Q. Our church recently hired a new lead pastor who has truly reinvigorated our congregation. Attendance is up and there is an energy present which has been lacking for many years. My question is this; I have never heard him use the term “Christians” or “believers”. He instead uses the term “Christ followers” to describe the body. For some reason this is very unsettling to my spirit. To me there is a big difference between a follower and a believer. Am I being unfair, or is there a difference? Paul said plainly in Acts, “believe on the Lord Jesus Christ and you will be saved”. Thank you for your help with this.
A. In some parts of the church the term “Christ follower” is being used to describe those who are “doers of the word not hearers only” from James 1:22. The idea is that a follower of Christ does what Jesus did.

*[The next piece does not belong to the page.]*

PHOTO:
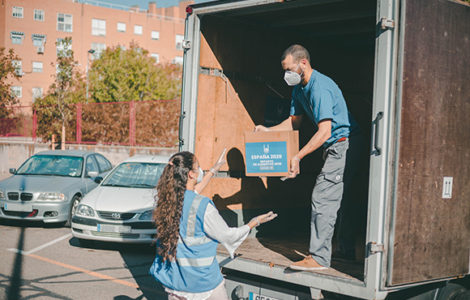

Sometimes doing what Jesus did is even given priority over believing in who Jesus is. When that happens we can actually have people getting great personal satisfaction from doing good works without ever being saved. This is one of the criticisms of the emerging church movement with its “social gospel.”
It’s important to remember that when the people asked Him, “What is the work God requires of us?” Jesus answered, “Believe in the one He sent” (John 6:28-29).
In fairness to your pastor, you should see how much emphasis He’s placing on saving souls before coming to any conclusion. This is the first priority of the Church. Doing good things in the Lord’s name can be exciting, but it’s supposed to be an expression of our gratitude for the free gift of salvation, not a substitute for it.